Enquanto muitos reclamavam da vida, ele luta: Com uma perna amputada, homem sobrevive de moedas e trocados em semáforo de Três Lagoas
E talvez a principal reflexão deixada por essa cena seja simples: Antes de reclamar de tudo aquilo que falta, vale também reconhecer aquilo que temos sem esquecer de olhar para o lado e perceber quem enfrenta uma realidade muito mais dura
Em meio à correria do trânsito de Três Lagoas, uma cena cotidiana chama a atenção e também provoca reflexão. Um homem em situação de rua, que enfrenta dificuldades de locomoção, é visto com frequência no bairro Jardim Alvorada pedindo a colaboração dos motoristas para conseguir algum dinheiro e enfrentar mais um dia.
O homem permanece todos os dias na Avenida Ranulpho Marques Leal, esquina com a Rua Egídio Thomé, na esquina da Havan e com passos difíceis, aproxima-se dos veículos parados e conta com as moedas e pequenas contribuições oferecidas por quem passa pela região.
A situação evidencia uma realidade que muitas vezes se torna quase invisível no cotidiano. Enquanto milhares de pessoas seguem para o trabalho, voltam para casa e enfrentam seus próprios problemas, existem pessoas que não possuem sequer uma moradia e dependem da solidariedade para conseguir atender necessidades básicas.
UMA CENA QUE FAZ PENSAR
A imagem pode provocar uma reflexão, mas é importante evitar transformar a vulnerabilidade desse homem em julgamento sobre quem também enfrenta dificuldades. Cada pessoa carrega problemas que nem sempre são visíveis. O contraste, porém, serve para lembrar que aquilo que parece pouco para alguém como uma refeição, um banho, uma cama ou algumas moedas no bolso pode representar muito para quem está vivendo nas ruas.

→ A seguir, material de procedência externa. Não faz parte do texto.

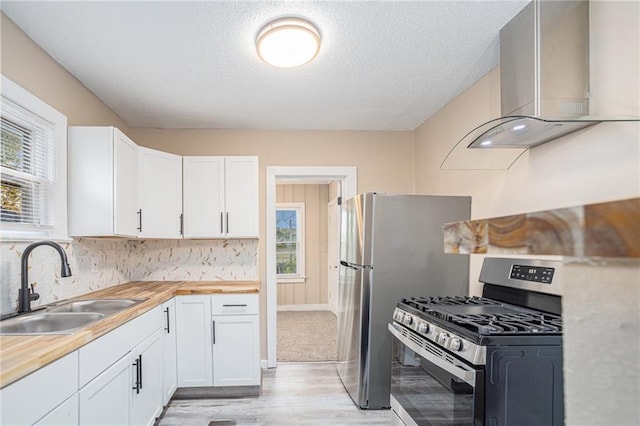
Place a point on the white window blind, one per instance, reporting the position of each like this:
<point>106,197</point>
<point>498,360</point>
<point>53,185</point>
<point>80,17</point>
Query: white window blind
<point>290,252</point>
<point>28,169</point>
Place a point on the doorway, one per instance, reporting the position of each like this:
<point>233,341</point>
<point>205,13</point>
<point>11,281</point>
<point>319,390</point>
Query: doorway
<point>306,241</point>
<point>348,178</point>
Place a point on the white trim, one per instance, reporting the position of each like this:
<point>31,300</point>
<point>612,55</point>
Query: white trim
<point>300,275</point>
<point>32,103</point>
<point>292,280</point>
<point>304,308</point>
<point>348,176</point>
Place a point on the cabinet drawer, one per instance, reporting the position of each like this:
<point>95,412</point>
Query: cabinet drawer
<point>98,355</point>
<point>30,398</point>
<point>234,304</point>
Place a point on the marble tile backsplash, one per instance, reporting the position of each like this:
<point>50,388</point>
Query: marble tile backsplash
<point>102,263</point>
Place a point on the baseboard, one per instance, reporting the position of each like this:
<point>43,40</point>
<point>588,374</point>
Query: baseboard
<point>309,307</point>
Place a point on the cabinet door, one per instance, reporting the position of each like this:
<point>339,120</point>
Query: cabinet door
<point>65,414</point>
<point>236,350</point>
<point>193,324</point>
<point>105,400</point>
<point>169,342</point>
<point>203,197</point>
<point>35,395</point>
<point>146,381</point>
<point>159,193</point>
<point>241,189</point>
<point>125,185</point>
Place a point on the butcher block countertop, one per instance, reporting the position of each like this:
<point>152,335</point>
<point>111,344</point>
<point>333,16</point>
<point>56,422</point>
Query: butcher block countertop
<point>21,355</point>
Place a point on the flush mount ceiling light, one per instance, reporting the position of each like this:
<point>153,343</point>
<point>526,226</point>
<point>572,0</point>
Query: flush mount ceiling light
<point>288,42</point>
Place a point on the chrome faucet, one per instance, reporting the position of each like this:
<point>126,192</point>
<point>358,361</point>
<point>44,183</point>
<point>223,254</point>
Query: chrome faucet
<point>26,294</point>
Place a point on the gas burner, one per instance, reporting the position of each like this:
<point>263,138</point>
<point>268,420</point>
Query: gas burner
<point>482,316</point>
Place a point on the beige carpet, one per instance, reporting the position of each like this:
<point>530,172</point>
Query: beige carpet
<point>307,336</point>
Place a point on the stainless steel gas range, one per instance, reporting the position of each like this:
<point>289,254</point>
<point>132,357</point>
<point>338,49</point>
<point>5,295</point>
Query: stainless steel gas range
<point>492,360</point>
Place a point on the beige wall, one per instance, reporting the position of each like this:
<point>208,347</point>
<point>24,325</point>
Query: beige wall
<point>24,62</point>
<point>597,164</point>
<point>600,163</point>
<point>381,158</point>
<point>314,290</point>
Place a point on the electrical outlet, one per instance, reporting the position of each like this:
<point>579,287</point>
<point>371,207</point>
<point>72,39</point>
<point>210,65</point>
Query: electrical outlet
<point>94,264</point>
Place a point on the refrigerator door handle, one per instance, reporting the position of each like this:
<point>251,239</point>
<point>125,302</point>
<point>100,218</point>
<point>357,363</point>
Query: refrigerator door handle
<point>350,265</point>
<point>355,266</point>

Mesmo diante das limitações aparentes para caminhar, ele segue pelas ruas tentando conseguir recursos para sua sobrevivência. Sua presença neste cruzamento também chama atenção para um problema maior: A existência de pessoas em situação de rua que precisam de assistência social, acolhimento e oportunidades para reconstruir suas vidas.
E talvez a principal reflexão deixada por essa cena seja simples: Antes de reclamar de tudo aquilo que falta, vale também reconhecer aquilo que temos sem esquecer de olhar para o lado e perceber quem enfrenta uma realidade muito mais dura.
Mais do que algumas moedas entregues pela janela de um carro, situações como essa mostram a importância de políticas públicas e de uma rede de assistência capaz de oferecer caminhos para que ninguém precise fazer das ruas o seu meio de sobrevivência.